I guess the "soldier of fortune" crowd just couldn't bring themselves to admit they were wearing a macramé bracelet and so made up a really macho name for the thing (ummm...... I know, lets call it Cobra Weave, that sounds like something Steven Seagal would wear)

Now I'm not saying that this bracelet isn't a good idea, it is to my thinking. And I'm not making fun of the wilderness survival people, most of whom are thoughtful folk who are following a passion that I share with them, some of whom I count as friends. I just find the "cobra weave" thing a bit funny.

As I have mentioned before, I'm an old hippy. Back in the day, if you didn't know how to make macramé jewelry and such, you were at a bit of a disadvantage. (it was a great way to impress the girls and to pick up a bit of extra cash) As it happens I was quite good at it. Mostly because I have had a lifelong interest in working with cord, rope and other sorts of fiber. I also had the opportunity to learn knotting and such from some very knowledgeable people when I was young.

So I sat down last night and made myself a survival bracelet out of a bit of paracord I had laying about. This is the finished product.

I used a button and loop closure rather than a buckle or shackle for the same reason I don't put the strap of a boonie hat under my chin.

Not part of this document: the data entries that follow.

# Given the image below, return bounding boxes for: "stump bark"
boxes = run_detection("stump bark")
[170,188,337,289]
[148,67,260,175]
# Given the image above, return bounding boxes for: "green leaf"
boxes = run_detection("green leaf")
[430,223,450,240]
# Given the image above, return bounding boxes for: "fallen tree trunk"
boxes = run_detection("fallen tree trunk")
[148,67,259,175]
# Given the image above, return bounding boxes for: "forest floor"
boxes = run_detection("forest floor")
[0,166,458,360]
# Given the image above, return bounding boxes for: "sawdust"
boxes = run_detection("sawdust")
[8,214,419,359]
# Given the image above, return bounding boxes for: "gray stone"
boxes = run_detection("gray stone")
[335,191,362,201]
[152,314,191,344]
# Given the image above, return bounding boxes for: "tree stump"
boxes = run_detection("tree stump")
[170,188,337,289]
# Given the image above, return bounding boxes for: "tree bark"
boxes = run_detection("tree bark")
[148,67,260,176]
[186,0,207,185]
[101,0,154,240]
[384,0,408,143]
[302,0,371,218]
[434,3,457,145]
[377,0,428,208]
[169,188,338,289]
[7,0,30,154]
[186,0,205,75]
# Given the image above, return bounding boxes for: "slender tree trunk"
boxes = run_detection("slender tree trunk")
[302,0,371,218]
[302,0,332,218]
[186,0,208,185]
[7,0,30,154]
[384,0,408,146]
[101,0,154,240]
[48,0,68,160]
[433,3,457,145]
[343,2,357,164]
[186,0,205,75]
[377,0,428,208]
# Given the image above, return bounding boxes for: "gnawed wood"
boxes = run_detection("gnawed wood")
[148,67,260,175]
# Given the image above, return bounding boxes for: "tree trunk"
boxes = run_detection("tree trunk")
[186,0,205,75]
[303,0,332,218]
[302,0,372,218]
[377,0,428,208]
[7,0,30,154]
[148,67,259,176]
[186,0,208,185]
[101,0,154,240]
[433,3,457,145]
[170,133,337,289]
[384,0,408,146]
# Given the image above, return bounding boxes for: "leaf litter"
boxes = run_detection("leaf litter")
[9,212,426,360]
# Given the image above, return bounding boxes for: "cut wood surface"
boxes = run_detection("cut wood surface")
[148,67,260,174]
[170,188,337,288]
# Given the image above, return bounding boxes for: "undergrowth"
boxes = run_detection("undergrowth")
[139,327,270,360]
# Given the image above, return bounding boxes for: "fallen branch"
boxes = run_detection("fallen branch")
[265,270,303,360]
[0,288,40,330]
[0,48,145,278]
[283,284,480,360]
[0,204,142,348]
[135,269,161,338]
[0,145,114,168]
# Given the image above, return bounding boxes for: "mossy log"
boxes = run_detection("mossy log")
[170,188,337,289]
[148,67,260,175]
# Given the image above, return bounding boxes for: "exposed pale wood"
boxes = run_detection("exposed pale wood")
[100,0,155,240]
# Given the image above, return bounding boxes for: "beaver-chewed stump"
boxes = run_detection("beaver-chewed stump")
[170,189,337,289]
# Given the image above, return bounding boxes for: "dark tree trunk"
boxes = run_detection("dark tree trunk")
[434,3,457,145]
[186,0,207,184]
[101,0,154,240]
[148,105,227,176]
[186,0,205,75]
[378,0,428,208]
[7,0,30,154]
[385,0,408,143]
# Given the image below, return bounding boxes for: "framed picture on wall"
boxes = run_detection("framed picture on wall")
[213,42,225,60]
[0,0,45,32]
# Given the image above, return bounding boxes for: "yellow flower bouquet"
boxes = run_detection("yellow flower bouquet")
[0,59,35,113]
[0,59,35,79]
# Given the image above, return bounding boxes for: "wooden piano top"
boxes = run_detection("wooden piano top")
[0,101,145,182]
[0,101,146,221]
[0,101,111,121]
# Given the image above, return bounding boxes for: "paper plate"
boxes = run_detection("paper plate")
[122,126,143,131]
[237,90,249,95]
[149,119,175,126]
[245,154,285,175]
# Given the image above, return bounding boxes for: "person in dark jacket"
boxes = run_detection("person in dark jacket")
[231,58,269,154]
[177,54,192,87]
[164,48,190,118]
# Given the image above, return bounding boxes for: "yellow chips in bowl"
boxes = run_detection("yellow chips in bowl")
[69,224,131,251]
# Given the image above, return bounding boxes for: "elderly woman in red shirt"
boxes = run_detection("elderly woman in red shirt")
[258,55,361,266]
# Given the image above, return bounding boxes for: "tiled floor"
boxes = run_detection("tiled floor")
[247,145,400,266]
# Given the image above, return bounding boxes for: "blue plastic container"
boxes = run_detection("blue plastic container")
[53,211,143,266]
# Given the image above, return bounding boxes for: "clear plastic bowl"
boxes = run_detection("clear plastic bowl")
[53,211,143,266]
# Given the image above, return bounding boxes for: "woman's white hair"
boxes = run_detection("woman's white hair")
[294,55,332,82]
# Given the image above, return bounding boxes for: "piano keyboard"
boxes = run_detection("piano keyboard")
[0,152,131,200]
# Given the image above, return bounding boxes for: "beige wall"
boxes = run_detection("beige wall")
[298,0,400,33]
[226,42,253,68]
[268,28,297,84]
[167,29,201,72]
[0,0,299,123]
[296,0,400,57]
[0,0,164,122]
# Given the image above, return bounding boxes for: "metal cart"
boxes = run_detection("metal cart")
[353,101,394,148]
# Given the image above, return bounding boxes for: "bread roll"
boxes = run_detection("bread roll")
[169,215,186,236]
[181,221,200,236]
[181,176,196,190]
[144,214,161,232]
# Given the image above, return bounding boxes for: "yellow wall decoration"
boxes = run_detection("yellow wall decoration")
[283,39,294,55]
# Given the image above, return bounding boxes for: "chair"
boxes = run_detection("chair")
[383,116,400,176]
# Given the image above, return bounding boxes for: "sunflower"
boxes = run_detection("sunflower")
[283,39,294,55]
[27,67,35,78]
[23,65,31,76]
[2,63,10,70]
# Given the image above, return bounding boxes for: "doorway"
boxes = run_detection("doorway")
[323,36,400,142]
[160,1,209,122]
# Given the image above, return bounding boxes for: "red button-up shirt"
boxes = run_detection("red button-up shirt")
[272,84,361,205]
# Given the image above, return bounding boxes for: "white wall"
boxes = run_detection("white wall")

Now here's the fun part. A little history on the subject of macramé, (it'll drive the Islamophobic right wingers nutz)

The word macramé comes from the Arabic migramah (مقرمة) which relates to the fringe on a scarf. It is an art that was developed in the Arabian Peninsula which spread across North Africa, up into Spain and then, like so much science, art and culture from the Muslim world, into Europe.

The art was quickly adopted by sailors, who called it "square knotting". The whole art of macramé is built on the foundation of just two knots, the half knot (think of how you tie your shoe, the half knot is what you make before the bow) and the half hitch. a series of knots is known as a bar in macramé speak. The bracelet you see here is a simple "Salomon's bar" which you make by doing half knots in one direction, then the other (right over left then left over right) forming a series of square knots. (aka reef knots) The reason they are known as square, I was told, is because they lay "square" when done this way. When you do the half knot all in the same direction it makes a double spiral down the core cords.

So the people who are making these bracelets are helping to preserve a bit of traditional Islamic AND traditional Hippy culture. How kewl is that?

I did a bit of looking online, youtube and such, and discovered that while there are a few tutorials on how to do tactical macramé, all of them I could find do it the hard way.

There is a trick to making the Solomon's bar quickly (it takes a quarter of the time or less than the way it is being shown around) known only to Muslims.

At great personal risk, I will reveal this secret technique to all the uncircumcised infidel dogs non-Muslims who might want to experiment with making survival bracelets using this traditional Islamic art as soon as I can get someone over here to operate the camera. (I do hope that you all realize that my tongue is planted firmly in my cheek here, but then again, there will be a few Islamophobes reading this, so maybe not) So stay tuned for my next installment.

First real snow of the season

We got about six inches last night.

It's not quite enough for skiing or snowshoeing just yet, but soon I think.